Main Record - County Westmeath
|Main Street, Kinnegad, County Westmeath
|Date||1890 - 1900|
|Categories of Special Interest||ARCHITECTURAL ARTISTIC SOCIAL|
|In Use As||building misc|| |
Detached six-bay single-storey national school, built c.1893, having advanced gable-fronted bays to either end of the main façade (south) and to the rear elevation (north) creating H-shaped plan. Now in use as an arts education and training centre. Pitched natural slate roofs with overhanging eaves, decorative red clay ridge tiles, remaining sections of cast-iron rainwater goods, timber barge boards, timber finials to apexes of gable fronted sections and a pair of moulded red brick chimneystacks. A former chimneystack to the centre has been removed and the roof at this location infilled with artificial slate. Constructed of squared coursed limestone with extensive red brick trim, including dressing to the openings, flush brick quoins to the corners and a continuous brick sill course. Paired shallow segmental-headed window openings to the main body of the building having two-over-two pane timber sliding sash windows with horizontal glazing bars. Three graded lancet window openings to each advanced gable-fronted section having timber sliding sash windows. Segmental-headed doorcases with timber panelled doors to either rear return (north). Set back from road in own grounds to the northwest side of Kinnegad. Rubble limestone boundary wall and rubble limestone gate piers (on square-plan) to the road-frontage (south). Associated former schoolmaster's house (15316003) to the north.

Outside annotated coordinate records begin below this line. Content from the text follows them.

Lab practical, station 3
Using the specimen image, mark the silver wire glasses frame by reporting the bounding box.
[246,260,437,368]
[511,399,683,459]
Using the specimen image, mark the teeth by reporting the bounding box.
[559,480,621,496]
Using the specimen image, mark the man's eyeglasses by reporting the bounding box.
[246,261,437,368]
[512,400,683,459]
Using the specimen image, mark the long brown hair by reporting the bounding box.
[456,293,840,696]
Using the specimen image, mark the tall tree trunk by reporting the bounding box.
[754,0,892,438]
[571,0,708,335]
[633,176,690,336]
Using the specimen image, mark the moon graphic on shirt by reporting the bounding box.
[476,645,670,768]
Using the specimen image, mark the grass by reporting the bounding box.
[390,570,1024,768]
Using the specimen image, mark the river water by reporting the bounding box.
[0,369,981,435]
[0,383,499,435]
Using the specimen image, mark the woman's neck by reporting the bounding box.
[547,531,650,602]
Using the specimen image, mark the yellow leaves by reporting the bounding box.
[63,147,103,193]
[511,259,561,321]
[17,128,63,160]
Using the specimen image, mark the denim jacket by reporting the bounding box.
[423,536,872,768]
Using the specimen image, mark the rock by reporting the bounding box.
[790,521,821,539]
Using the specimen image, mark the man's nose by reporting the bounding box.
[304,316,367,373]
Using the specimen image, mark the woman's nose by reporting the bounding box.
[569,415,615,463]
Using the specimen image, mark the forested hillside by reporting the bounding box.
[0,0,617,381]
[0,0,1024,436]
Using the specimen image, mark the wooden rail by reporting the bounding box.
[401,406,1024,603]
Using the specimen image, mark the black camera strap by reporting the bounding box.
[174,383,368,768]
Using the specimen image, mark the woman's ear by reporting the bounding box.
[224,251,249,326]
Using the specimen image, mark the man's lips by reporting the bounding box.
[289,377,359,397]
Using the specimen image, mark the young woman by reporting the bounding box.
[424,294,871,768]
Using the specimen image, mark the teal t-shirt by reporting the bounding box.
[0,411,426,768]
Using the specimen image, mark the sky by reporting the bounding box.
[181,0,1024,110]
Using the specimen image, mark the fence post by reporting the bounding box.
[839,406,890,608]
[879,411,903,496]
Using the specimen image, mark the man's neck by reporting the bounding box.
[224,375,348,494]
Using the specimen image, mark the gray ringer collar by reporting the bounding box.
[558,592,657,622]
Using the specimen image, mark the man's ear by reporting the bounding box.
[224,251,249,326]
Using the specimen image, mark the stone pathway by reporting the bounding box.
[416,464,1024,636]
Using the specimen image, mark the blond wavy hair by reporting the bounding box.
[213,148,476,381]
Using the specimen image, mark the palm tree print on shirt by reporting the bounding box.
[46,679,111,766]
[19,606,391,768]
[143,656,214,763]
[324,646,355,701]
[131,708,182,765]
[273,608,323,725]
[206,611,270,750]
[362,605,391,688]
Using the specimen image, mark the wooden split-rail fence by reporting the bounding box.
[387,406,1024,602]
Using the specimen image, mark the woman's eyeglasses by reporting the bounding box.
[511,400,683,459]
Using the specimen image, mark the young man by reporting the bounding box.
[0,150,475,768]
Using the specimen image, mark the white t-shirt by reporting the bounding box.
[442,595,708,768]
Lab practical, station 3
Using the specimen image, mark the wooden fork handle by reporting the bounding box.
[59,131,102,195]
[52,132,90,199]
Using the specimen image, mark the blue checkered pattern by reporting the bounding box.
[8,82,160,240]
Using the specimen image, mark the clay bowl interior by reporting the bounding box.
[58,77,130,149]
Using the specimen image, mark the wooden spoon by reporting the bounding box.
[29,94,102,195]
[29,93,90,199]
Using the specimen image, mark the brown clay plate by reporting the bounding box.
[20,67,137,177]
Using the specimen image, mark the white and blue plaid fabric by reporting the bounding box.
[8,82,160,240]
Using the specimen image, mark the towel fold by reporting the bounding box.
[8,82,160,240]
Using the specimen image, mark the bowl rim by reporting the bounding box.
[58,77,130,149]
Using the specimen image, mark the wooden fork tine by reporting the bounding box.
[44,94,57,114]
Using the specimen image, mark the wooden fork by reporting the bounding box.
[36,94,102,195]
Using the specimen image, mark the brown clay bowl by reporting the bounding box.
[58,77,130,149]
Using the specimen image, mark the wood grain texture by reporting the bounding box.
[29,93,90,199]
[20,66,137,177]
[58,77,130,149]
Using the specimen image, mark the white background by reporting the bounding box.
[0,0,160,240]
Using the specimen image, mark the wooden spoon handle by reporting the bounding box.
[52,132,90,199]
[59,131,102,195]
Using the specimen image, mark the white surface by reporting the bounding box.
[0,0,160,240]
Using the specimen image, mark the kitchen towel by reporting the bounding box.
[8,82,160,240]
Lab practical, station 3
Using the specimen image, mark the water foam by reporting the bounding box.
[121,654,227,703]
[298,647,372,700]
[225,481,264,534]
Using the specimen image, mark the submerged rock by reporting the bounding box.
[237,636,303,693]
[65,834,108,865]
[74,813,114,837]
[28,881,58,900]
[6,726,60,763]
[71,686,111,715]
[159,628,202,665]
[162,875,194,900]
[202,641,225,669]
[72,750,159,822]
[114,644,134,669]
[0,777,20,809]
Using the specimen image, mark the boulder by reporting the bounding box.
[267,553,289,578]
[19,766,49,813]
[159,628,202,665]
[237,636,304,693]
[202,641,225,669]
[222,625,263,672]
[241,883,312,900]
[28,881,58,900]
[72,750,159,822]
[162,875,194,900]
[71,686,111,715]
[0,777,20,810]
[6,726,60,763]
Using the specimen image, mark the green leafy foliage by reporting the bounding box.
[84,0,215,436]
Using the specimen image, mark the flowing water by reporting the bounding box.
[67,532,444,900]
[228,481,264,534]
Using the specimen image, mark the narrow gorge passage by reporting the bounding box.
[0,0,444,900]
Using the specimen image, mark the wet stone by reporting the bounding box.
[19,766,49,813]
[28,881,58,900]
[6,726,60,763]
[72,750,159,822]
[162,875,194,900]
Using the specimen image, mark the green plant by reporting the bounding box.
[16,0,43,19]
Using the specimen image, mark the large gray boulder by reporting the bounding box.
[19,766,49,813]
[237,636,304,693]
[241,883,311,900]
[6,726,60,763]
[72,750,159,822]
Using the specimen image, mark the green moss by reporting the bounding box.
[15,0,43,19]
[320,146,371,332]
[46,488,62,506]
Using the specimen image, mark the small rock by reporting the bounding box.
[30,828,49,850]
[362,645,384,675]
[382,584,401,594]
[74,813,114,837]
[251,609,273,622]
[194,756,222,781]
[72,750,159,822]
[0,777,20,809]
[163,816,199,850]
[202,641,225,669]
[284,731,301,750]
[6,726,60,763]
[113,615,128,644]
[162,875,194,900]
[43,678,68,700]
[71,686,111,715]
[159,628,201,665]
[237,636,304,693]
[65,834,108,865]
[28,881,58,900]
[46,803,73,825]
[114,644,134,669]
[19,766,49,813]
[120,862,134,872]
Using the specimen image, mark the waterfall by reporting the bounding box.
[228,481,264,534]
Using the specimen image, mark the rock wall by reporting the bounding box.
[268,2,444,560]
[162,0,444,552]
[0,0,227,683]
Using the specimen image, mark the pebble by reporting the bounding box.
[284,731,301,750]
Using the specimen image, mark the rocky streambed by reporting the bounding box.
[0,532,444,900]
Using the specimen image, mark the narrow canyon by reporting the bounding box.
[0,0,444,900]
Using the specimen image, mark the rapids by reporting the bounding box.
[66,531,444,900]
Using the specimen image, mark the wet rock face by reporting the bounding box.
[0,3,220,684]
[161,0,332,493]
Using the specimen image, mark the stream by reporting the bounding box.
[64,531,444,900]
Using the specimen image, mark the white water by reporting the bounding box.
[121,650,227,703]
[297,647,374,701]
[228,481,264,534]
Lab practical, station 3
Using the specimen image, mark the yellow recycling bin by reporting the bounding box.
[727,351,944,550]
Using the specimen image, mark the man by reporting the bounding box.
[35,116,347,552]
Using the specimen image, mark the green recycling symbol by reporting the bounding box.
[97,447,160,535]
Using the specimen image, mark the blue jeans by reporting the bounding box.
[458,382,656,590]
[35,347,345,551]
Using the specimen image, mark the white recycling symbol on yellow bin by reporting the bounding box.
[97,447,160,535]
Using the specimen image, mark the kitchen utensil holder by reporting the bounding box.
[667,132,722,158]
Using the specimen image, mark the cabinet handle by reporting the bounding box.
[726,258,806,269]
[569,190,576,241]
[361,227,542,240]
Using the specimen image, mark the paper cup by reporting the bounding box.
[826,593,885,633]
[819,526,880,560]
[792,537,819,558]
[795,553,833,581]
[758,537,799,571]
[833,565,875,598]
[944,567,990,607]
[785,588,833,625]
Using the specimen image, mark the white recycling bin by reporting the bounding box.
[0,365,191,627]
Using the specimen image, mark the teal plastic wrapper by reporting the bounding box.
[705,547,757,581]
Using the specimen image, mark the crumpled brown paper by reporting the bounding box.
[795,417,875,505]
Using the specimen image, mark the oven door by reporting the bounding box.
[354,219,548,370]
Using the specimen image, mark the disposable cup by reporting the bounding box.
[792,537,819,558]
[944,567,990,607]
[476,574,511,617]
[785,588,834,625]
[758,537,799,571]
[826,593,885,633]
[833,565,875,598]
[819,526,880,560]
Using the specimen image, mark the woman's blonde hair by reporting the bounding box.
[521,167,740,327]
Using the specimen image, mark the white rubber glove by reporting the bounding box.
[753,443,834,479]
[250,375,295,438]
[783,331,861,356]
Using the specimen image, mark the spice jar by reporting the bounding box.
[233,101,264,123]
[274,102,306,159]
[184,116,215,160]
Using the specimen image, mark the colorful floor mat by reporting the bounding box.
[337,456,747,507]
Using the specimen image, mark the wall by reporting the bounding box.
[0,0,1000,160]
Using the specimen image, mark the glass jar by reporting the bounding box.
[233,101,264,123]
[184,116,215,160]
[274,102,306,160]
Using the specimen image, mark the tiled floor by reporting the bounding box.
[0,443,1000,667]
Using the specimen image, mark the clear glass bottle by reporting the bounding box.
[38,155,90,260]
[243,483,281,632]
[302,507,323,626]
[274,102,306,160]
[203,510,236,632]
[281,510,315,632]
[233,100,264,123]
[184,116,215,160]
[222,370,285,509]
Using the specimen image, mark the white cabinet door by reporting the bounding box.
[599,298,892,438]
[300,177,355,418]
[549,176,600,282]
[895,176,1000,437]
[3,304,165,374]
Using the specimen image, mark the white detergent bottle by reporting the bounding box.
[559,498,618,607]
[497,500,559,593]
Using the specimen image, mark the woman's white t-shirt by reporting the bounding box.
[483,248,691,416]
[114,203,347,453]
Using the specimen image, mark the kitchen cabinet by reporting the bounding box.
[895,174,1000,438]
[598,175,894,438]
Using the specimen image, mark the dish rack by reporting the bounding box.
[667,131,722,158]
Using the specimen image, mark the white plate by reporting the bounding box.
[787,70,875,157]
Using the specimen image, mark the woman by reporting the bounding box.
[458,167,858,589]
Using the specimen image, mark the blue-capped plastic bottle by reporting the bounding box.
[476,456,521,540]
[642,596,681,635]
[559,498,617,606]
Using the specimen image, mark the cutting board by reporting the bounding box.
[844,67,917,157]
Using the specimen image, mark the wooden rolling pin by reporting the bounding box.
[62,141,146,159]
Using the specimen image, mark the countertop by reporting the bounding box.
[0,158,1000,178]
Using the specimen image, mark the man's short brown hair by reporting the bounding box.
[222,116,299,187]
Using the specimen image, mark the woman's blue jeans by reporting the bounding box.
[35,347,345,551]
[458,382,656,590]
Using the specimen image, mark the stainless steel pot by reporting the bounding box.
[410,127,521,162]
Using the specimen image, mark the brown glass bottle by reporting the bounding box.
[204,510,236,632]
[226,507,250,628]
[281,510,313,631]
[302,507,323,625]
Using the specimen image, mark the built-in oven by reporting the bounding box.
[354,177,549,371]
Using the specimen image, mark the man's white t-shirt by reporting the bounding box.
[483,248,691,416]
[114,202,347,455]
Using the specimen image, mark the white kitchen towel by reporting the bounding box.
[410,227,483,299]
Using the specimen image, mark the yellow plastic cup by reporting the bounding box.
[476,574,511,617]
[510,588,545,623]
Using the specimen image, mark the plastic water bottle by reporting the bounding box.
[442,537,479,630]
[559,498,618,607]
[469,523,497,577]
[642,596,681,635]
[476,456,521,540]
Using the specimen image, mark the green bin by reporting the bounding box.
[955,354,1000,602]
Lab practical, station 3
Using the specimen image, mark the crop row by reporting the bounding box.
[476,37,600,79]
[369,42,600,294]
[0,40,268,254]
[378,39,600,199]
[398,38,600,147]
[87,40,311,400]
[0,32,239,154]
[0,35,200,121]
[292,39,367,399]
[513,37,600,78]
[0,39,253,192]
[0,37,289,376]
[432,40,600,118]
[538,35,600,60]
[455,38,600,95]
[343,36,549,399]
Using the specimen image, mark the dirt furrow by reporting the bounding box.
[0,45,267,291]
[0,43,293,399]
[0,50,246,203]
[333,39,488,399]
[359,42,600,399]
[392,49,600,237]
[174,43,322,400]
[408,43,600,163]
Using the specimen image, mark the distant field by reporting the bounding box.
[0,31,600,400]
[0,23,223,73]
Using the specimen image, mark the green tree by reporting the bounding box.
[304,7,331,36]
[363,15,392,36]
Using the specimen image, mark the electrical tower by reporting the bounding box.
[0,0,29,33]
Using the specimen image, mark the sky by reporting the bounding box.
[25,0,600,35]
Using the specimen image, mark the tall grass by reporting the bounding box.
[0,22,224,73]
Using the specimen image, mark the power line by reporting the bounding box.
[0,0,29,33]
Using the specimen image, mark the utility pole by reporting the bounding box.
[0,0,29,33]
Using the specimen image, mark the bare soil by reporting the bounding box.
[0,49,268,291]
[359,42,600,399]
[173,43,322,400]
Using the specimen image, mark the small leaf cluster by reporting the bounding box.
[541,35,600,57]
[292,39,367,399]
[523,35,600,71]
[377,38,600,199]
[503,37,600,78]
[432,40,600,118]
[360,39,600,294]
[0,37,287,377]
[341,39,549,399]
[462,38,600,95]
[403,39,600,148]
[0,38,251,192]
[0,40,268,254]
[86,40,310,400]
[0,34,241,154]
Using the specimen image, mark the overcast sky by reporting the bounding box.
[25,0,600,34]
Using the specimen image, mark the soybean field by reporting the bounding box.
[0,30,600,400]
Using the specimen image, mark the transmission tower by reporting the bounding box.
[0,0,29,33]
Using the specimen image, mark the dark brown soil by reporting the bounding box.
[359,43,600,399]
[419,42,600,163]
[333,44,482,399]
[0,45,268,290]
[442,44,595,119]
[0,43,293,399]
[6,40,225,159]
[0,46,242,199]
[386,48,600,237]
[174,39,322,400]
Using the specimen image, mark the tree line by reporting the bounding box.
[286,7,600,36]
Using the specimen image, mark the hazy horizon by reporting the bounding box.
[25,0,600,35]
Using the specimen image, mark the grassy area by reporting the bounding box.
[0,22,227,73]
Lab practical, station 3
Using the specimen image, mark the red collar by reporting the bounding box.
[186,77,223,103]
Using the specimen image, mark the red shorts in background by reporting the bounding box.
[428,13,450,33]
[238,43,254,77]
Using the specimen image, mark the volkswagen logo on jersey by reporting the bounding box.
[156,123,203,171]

A highly appealing and well-detailed late nineteenth-century national school, which retains its original form and character. This building is probably the most attractive example of its type and date in Westmeath. This school was built to designs by A. Scott, architect, and the contractor was T. Reilly. The graded lancet windows to the advanced end bays give this building a distinctly ecclesiastic appearance (possibly an historical insight into the extensive input the Roman Catholic church had in the education system in Ireland at this time). The contrast between the limestone masonry and the extensive red brick trim creates and interesting and pleasing appearance. This prominently sited building forms an important pair of related structures with the former schoolmaster's house (15316003) to the north and makes a strong positive contribution to the Kinnegad streetscape.